Findings revealed a novel crosstalk between tumor-associated neutrophils (TANs) and colorectal cancer (CRC) cells implicating the secreted AGR2(anterior gradient-2)–CD98hc(heavy chain of CD98)–xCT axis that encourages metastasis and influences the outcomes of patients suffering from CRC.

• This study included CRC patients, neutrophil-specific Agr2 knockout (Agr2 ^f/f ;Mrp-Cre) mice, and in vitro and in vivo analyses, to determine the cellular source for secreted AGR2 in the tumor microenvironment (TME) and underlying mechanisms mediating secreted AGR2’s effects.

• TANs were identified as a main cell type for secreting AGR2 in the TME of CRC, and migration of CRC cells was promoted by TANs-secreted AGR2.

• In mice, CRC liver metastases were relieved by neutrophils-specific ablation of Agr2.

• CD98hc was the functional receptor for secreted AGR2.

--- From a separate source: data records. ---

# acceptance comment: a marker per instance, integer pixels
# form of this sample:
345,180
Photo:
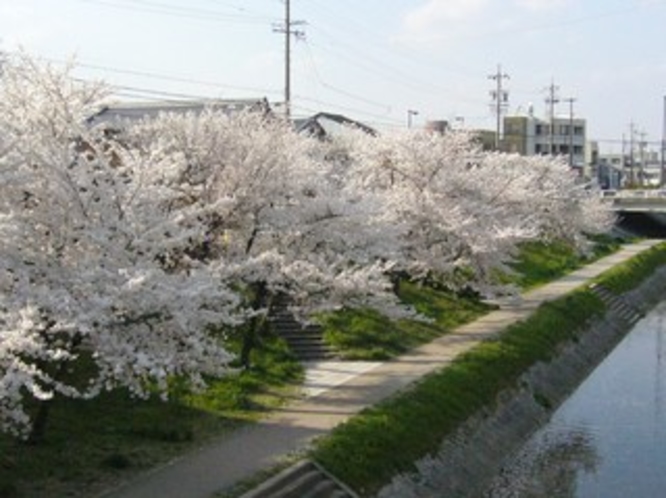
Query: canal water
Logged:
609,438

• Mechanistically, increase in xCT activity was brought about by secreted AGR2 in a CD98hc-dependent manner, subsequently activating Ras homologue family member A/Rho-related protein kinase 2 cascade.

• Via the C-X-C motif chemokine 2, active recruitment of TANs by CRC cells occurred.

• CRC-derived transforming growth factor beta 1 (TGF-β1) educated peripheral blood neutrophils to become AGR2 ⁺ TANs that secrete AGR2.

• Factors correlated with poor prognosis of CRC patients were: abundant infiltration of AGR2 ⁺ TANs and high expression of TGF-β1 and CD98hc–xCT.